Hamburg - The Cradle Of British Rock — Alan Clayson

"People think they are listening to the Liverpool sound, but what they are actually hearing is the Hamburg sound, because this is where it was created". At least, that's the opinion of Kingsize Taylor—and he should know—he and his group The Dominoes were Liverpool and Hamburg favourites. Alan Clayson doesn't spare too many punches in his often very frank account of what really went on—with British groups—in Hamburg during the Sixties. Eye-opening—at times even eye-watering.

 

07

Beatlemania! The Real Story of The Beatles UK Tours 1963-1965 — Martin Creasy

Another winner from Omnibus—who also published 'Mersey Beat: The Beginnings of The Beatles' by Bill Harry. Beatlemania! is the perfect companion to Michael Braun's great “Love Me Do!” The Beatles’ Progress. When read together, they give a 360 degree view—inside and outside the bubble—of The Beatles on tour. Creasy's book is an absolute delight for anyone that actually witnessed those early UK tours—the memories will come flooding back. For everyone else—the two books give a wonderful sense of having been there. Yeah Yeah Yeah.

08

Liverpool - Wondrous Place: From the Cavern to the Capital of Culture – Paul Du Noyer

I'd already written The One After 9:09 when I came across this wondrous book from Paul Du Noyeran esteemed British music journalist and real live Liverpudlian​. His knowledge of the Merseyside music scene—from pre-Beatles to the turn of the millennium—is unparalleled. All I could do then was hold up his book as a mirror and hope I'd managed to capture some of the true magic and spirit of the city. Du Noyer is enlightening—never clawing or sentimental—as he explains the rise of The Beatles in the light of the city that gave birth to them. And in the end you have to agree—The Beatles couldn't have come from any other place on God's green earth. As Du Noyer says: "Liverpool is more than a place where music happens—Liverpool is the reason why it happens." It's also why you should read this terrific book. And why you should also search out his contributions to the MOJO book: The Beatles. 10 Years That Shook The World.

 

09

The Beatles' Liverpool: The Complete Guide– Ron Jones

There's a lorra books out there that promise to make your day(s) chasing around Liverpool in search of any lasting traces of The Beatles go with a swing and a bang and not a thud This one is slim enough to slip into your pocket or handbag and get you pointed in the right direction—and then some—it's loaded with great stuff: photos, maps, facts—there's even a proper index and dedicated 'Information for Visitors' pages complete with telephone numbers and addresses. All put together by a regular 'Scouser' who I first heard about in regards to The Art of The Beatles exhibition he helped put together way back when (try find a copy of the exhibition catalogue if you can—well worth the price of admission—whatever anyone's asking for it these days).  Nice one, Ron.

 

10=

The Beatles London — Piet Schreuders | Mark Lewishon | Adam Smith (Foreword by Derek Taylor)

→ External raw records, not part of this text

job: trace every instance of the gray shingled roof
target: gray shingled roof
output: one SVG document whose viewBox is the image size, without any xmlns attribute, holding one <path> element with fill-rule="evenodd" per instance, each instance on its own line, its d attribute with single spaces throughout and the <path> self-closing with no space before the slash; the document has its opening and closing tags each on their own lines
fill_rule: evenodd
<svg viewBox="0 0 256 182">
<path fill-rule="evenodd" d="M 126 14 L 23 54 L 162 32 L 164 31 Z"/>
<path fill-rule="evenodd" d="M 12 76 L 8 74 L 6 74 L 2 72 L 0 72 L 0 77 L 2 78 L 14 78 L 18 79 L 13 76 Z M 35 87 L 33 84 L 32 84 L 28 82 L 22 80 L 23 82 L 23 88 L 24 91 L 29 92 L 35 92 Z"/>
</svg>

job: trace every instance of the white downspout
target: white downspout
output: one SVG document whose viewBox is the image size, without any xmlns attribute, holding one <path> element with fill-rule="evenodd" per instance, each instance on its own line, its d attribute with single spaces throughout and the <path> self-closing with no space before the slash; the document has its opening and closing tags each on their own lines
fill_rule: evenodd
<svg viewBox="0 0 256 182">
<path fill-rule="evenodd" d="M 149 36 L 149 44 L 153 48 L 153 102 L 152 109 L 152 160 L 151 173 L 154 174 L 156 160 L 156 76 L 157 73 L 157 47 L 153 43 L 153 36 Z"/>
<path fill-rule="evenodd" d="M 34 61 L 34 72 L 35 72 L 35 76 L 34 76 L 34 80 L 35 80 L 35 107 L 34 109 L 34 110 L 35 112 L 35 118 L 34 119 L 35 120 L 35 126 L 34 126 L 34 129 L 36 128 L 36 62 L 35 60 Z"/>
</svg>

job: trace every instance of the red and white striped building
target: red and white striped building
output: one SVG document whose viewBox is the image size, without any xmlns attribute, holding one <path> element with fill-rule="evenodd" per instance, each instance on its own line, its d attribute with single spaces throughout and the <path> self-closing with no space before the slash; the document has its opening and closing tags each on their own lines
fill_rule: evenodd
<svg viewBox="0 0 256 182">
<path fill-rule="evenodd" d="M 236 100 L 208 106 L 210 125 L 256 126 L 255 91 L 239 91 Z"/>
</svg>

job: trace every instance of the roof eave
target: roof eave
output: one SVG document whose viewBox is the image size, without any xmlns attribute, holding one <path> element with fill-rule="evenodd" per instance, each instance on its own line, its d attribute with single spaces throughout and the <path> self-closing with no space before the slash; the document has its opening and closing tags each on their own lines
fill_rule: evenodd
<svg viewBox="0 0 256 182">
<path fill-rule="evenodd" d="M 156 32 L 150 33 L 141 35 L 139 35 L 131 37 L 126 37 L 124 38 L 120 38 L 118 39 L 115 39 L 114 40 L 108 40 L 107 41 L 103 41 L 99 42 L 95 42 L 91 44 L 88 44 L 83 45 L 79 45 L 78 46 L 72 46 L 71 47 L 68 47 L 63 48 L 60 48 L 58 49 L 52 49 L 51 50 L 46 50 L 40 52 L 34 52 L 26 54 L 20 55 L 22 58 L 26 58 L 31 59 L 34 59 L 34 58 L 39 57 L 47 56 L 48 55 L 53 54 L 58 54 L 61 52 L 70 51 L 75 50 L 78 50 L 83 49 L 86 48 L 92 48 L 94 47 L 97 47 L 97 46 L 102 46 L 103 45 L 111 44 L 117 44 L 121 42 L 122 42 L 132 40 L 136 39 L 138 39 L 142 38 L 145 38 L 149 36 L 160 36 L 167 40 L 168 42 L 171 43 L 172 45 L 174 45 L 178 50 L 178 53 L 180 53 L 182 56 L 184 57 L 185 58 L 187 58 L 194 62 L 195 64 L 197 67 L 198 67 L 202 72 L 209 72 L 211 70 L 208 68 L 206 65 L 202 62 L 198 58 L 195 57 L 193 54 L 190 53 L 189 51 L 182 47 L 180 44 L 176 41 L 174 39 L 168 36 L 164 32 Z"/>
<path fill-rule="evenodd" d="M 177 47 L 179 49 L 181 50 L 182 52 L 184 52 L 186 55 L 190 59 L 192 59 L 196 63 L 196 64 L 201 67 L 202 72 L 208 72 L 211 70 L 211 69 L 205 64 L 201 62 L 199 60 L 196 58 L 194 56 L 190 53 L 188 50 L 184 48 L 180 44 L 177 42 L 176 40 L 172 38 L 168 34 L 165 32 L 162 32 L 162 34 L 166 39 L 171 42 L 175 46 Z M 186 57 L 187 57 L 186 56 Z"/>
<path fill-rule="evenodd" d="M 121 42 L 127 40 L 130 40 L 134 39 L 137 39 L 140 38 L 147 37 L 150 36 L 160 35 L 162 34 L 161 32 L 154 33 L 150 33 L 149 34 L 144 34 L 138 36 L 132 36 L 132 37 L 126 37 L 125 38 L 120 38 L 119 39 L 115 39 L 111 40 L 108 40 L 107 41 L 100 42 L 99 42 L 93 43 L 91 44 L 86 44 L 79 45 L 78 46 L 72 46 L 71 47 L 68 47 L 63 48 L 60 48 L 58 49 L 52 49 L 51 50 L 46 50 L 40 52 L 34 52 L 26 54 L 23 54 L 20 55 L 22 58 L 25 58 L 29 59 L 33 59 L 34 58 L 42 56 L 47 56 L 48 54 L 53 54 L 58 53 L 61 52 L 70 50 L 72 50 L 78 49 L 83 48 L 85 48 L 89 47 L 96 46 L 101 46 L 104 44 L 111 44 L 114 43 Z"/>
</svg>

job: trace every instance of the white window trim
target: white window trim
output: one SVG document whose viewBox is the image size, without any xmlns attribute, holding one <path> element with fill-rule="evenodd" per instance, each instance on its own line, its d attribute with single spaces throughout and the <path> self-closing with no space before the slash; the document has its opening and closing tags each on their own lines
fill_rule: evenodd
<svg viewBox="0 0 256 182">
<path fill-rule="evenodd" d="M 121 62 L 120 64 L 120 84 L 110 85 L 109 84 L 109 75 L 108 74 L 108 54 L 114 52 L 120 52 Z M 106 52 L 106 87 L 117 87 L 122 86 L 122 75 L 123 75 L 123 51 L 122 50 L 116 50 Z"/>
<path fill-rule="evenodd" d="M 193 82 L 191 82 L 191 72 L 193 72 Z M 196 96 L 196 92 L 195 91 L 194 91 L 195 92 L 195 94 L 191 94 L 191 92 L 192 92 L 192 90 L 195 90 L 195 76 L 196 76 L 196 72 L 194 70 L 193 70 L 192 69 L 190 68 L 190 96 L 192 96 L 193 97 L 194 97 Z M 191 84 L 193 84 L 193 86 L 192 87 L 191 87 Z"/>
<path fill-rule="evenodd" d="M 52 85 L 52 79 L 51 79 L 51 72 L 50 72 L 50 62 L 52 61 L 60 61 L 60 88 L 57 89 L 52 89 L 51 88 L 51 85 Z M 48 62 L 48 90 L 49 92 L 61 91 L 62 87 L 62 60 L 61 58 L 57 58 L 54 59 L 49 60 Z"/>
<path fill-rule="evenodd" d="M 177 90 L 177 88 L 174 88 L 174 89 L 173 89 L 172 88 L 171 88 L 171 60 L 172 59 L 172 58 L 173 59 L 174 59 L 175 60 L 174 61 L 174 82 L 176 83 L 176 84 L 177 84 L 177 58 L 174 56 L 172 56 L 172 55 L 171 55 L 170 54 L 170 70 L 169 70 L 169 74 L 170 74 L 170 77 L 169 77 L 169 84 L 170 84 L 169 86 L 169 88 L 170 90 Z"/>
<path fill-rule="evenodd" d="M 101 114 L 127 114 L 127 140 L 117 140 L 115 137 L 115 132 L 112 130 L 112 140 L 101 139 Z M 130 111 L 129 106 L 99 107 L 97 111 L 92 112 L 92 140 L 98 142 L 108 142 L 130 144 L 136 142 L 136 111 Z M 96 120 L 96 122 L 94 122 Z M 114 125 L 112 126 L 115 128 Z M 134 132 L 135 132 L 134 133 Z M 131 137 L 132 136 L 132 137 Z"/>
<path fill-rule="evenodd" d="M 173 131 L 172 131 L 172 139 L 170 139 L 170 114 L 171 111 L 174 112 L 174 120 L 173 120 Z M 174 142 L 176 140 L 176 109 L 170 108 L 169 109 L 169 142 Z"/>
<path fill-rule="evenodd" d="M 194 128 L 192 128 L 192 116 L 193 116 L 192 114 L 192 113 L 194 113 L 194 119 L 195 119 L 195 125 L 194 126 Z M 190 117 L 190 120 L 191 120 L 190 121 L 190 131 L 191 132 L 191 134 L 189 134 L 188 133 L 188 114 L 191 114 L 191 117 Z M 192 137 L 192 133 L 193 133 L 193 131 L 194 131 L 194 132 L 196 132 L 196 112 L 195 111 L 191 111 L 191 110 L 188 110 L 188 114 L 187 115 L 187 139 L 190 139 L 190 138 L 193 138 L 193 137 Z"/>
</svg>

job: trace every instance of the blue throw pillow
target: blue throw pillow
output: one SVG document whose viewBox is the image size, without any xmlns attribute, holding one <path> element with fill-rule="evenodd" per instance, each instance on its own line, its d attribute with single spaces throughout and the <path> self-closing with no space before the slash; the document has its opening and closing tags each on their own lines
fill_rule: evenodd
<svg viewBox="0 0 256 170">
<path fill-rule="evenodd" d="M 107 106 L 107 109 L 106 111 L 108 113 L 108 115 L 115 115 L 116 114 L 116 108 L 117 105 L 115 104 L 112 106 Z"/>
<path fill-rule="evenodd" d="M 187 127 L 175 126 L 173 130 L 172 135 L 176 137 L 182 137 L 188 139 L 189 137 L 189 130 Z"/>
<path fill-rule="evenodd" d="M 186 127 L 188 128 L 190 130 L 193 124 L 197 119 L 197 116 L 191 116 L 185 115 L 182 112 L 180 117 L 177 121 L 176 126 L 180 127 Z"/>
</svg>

On the cover it says: The Ultimate Guide To Over 400 Beatles Sites In And Around London. And it does just that—with maps and photographs and commentaries—helping deliver Beatles fans to all relevant postal districts. Buy two. One to peruse at home. One to carry around London. Mark Lewishon's name alone—the guarantee of authenticity.

 

10=

Abbey Road: The Recording Studio That Became A Legend — Brian Southall | Peter Vince | Allan Rouse 

This has to be on the list. It's where The Beatles first met George Martin. And the rest, as they say, is history. Our Paul says: "It's the best studio in town". It's certainly the one with most graffiti-covered walls—and a zebra-crossing outside that simply can't be beat.